GEN Edge: What are the immediate tasks for Carver to tackle to get off the ground?
Strapps: We’ve spent the last few months working scientifically to figure out what it is that we’re going to do. First, we have to recapitulate some of my co-founder’s work in his post-doc and then expand upon that. Most of the work he did used plasmids to express the components: the Cas13 and the guide RNAs (gRNA). That’s great for demonstrating the activity, but it’s not practical for a therapeutic. For a therapeutic, what you could do is to take those same components and turn the Cas13 into a messenger RNA analogous to the vaccines, chemically synthesize the gRNAs, and then formulate those things together into a particle that will then be delivered into the relevant cell that in an actual human being.
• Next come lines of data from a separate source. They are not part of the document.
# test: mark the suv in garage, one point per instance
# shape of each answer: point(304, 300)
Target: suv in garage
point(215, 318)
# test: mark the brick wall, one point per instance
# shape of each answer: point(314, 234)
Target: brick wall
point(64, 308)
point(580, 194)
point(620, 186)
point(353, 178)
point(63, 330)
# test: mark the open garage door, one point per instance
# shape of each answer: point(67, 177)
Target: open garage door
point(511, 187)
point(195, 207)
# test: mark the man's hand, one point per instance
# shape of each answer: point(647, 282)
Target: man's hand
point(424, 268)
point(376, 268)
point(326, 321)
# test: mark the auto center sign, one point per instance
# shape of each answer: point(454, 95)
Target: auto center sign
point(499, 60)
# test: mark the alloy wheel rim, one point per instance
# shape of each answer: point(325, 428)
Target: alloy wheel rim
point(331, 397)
But before that, we have to do in vivo disease models. Employee number one will essentially be getting that up and going while figuring out how easy or hard that is to do. We’ve got to demonstrate that the Cas13 system can target the flu virus in vivo. A mouse is excellent for that introductory model system. Once we’ve shown that, we’ve got to move into a larger organism that is an accepted model within the field, the ferret. From there, we will have to tackle the scaling problem of making enough clean material. That isn’t often planned for in companies of our stage, but you’ve got to be ready for it. If you’re going to go into a human being, you need to be able to make a lot of material that is of high quality. That’s what we’ve got to do to prepare for clinical trials. A lot of work needs to go into each of those milestones.
There is a prodigious amount of work that has nothing to do with science in setting up a company! Getting space, employees, and capital is competitive. We know what we need to do so we can go out and make a convincing case for a Series A funding round. People need to know who we are when we go out there and start having those conversations. We are helped a lot by having the people backing us in our seed round. One of our advisors is Intellia’s [former] leader and founder, Nessan Bermingham.
There’s a critical mass in Boston, where we are based. Physically finding space to set up laboratories is difficult. It’s a very challenging environment for hiring people. It was always a challenge, even before the pandemic. Since the pandemic, it’s just become even that much greater. It’s an employee’s market. People have a lot of opportunities. We’ve got to spend our time figuring out how to do all that. Generally, the first employees you hire are your network employees who you’ve worked with before. That’s what we’ve done here. Employee #1 is someone that I’ve worked with extensively over the last decade or so. But it’s a lot of little logistic pieces to get things set up, like contracting and the ability to pay bills. That’s the nuts and bolts of setting up a company.